Location
Avenida del Puerto/Puerta Diego Colón
Instructor
Jason Das
Workshop description
In this fast-paced workshop, we will explore the interaction between line, color, and value through several fun and illuminating exercises. Prepare to push your boundaries, set aside habitual approaches, collaborate with your fellow participants, and leave with a fresh perspective on your use of color. (This workshop is an evolution of Jason's popular "Urban Color" workshops at the 2010 Portland Symposium.)
Exercises will include (if there's not enough time, we may have to cut some):
- We'll sketch the same view twice, once with a warm-colored line, once with a cool-colored line. After coloring these sketches, we'll compare how the line color influences the finished piece.
- We'll color sketches of the same view multiple times: as a one-color value study, with only two colors (one warm and one cool), with "realistic" color, and with fantasy/impressionistic/"wrong" color. (Color aside, sketching the same view multiple times in a row can be a very useful exercise.)
- The collaborative finale!
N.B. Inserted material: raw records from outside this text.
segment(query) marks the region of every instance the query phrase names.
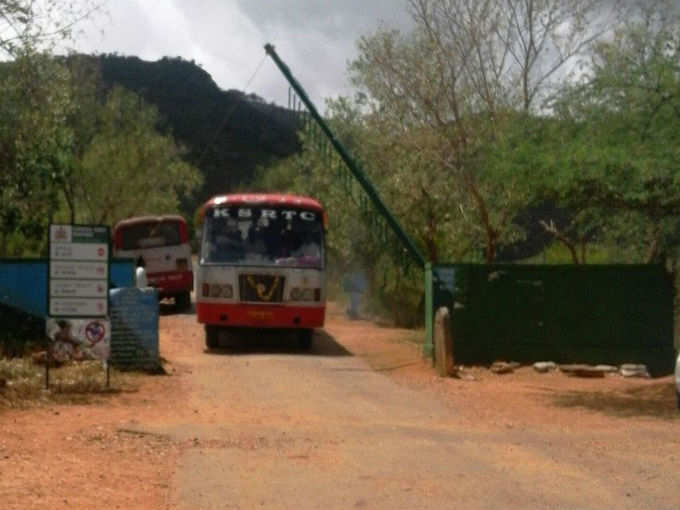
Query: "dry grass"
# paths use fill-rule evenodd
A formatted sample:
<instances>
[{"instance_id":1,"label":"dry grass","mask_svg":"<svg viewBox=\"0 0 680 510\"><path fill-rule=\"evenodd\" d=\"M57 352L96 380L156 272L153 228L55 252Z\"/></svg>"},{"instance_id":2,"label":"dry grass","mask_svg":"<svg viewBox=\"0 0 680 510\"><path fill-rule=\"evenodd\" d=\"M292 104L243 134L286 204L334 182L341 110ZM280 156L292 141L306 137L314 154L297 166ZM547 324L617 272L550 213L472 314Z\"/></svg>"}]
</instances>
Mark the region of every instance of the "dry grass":
<instances>
[{"instance_id":1,"label":"dry grass","mask_svg":"<svg viewBox=\"0 0 680 510\"><path fill-rule=\"evenodd\" d=\"M49 370L45 389L45 367L30 357L0 359L0 409L40 406L50 403L88 403L94 397L121 391L135 391L135 374L106 370L101 362L70 363Z\"/></svg>"}]
</instances>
We'll each make a line-drawing, then swap with a classmate to color the other person's linework. By separating the line-making from coloring, we'll feel how different parts of the mind are at work at different points in the sketching process, and see how our classmates' color-sense can steer a picture in a direction the original sketcher would not have gone. This exercise can be equal parts nerve-wracking and fun.
Learning goals
To "think outside the box" in terms of color (or at least to recognize the boxes we create or ourselves) and to confront the diversiy of approaches to color adopted by our fellow urban sketchers. We'll also gain perspective on the different mental mechanisms at work when rendering line, value, or color, as we flex these "sets of muscles" in isolation and different combinations.
Supply list
- White (or at least fairly neutral) paper.
- Several colored line-drawing tools (ink or colored pencil) including at minimum: black (or very dark), a warm color (such as red or orange), and a cool color (such as blue or green).
- A full range of colors for coloring line drawings (ideally watercolors; but markers, colored pencils, or other media are OK too).